On the following day the Moree Plains Gallery will open its Freedom Ride in Pictures exhibition, featuring a collection of photos taken by the Tribune Newspaper during the Freedom Ride. The library will display its Freedom Ride materials at 10.30am with morning tea provided.
At 7pm on Tuesday evening the Banquet Hall will be screening ‘The Freedom Ride’.
It will be screening again the following day at 10.30am and 2pm for students and community members at the Moree Secondary College.
St Pius X will hold a big breakfast at 8am to 11am on Thursday with guest speakers from the original ride Zona Moore and Eddie Pitt.

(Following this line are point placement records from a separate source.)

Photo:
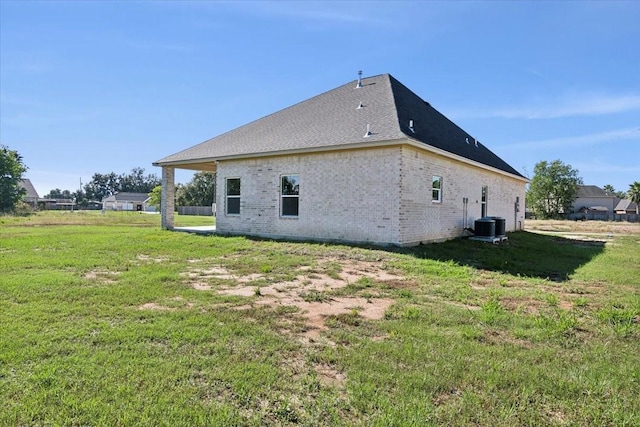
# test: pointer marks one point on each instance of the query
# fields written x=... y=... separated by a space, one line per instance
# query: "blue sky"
x=107 y=86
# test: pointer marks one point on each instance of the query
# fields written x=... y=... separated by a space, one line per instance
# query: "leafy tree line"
x=105 y=185
x=554 y=188
x=11 y=170
x=200 y=191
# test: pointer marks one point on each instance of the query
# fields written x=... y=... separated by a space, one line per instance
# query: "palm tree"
x=634 y=195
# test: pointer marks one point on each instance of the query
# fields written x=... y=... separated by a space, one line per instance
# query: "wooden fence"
x=196 y=210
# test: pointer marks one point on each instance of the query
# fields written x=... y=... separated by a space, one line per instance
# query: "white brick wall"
x=422 y=220
x=376 y=195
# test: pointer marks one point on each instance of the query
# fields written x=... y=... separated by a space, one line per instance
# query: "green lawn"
x=107 y=320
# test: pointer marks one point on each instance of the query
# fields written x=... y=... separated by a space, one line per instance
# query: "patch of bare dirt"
x=308 y=290
x=329 y=376
x=588 y=227
x=147 y=258
x=102 y=276
x=154 y=306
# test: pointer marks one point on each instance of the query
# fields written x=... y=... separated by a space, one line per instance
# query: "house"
x=366 y=162
x=57 y=204
x=592 y=202
x=31 y=197
x=126 y=202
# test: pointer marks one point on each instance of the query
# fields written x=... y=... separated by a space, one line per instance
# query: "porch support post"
x=167 y=204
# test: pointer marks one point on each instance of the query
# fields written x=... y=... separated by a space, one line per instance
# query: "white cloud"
x=566 y=106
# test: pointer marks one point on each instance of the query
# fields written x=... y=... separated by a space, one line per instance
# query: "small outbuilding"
x=126 y=202
x=368 y=162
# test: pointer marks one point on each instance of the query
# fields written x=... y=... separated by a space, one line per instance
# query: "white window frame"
x=287 y=196
x=484 y=198
x=232 y=196
x=436 y=179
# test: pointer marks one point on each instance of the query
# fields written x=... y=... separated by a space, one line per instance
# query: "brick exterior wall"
x=422 y=220
x=373 y=195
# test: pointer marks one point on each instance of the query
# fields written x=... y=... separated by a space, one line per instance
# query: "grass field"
x=108 y=320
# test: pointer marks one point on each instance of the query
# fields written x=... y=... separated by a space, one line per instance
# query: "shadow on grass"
x=524 y=253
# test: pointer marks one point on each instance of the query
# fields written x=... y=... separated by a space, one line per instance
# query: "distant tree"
x=101 y=186
x=634 y=194
x=137 y=182
x=553 y=189
x=105 y=185
x=59 y=194
x=200 y=191
x=155 y=196
x=11 y=170
x=612 y=191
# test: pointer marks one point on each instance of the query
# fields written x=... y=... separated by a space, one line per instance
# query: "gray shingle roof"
x=585 y=191
x=31 y=191
x=626 y=205
x=126 y=197
x=333 y=120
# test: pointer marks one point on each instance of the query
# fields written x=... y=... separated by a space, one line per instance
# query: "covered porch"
x=167 y=204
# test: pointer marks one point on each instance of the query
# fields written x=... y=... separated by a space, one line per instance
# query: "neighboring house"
x=31 y=197
x=126 y=202
x=626 y=207
x=369 y=161
x=592 y=202
x=57 y=204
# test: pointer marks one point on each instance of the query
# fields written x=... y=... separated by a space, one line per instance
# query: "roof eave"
x=420 y=145
x=194 y=164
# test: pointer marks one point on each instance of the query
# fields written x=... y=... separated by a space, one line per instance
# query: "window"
x=233 y=196
x=436 y=189
x=289 y=195
x=483 y=205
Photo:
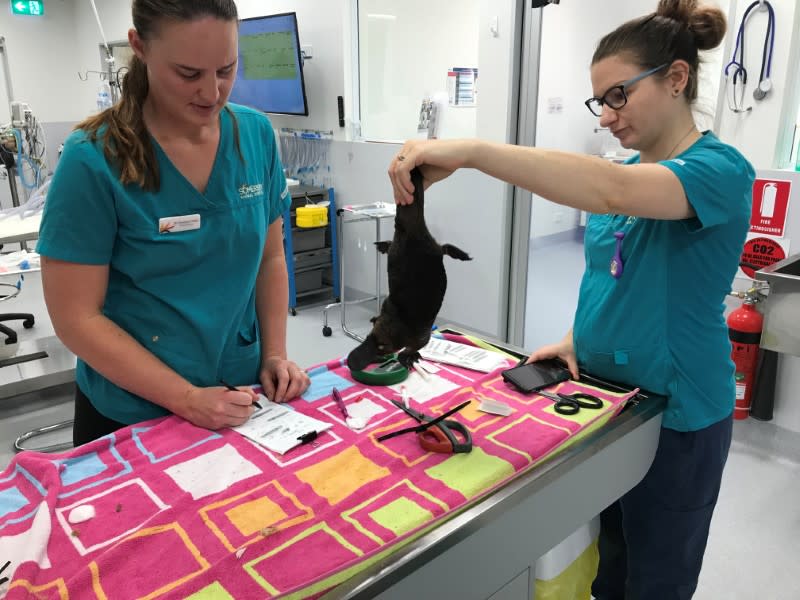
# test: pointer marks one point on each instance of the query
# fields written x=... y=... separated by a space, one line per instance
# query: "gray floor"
x=752 y=548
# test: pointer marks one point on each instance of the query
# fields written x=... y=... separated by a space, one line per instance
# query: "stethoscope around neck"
x=735 y=71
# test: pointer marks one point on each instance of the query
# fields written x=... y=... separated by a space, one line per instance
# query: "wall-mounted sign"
x=770 y=205
x=27 y=7
x=761 y=251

Friday will be a golf day with 7am breakfast and 8.30am shotgun start. A $15 entry fee will cover lunch and the first 100 players receive a commemorative Freedom Ride bucket hat.
Later in the day members of the University of Sydney will be involved in a Freedom Ride recreation tour, which begins at 1pm with a street procession from Dhiiyaan to Moree Town Hall. It will be followed by a community forum to meet some of the original Freedom Riders and a free community concert featuring Troy Cassar-Daley and Paul Kelly.
The commemorations will come to a close on Saturday with a bowls day at the Moree and District Services Club.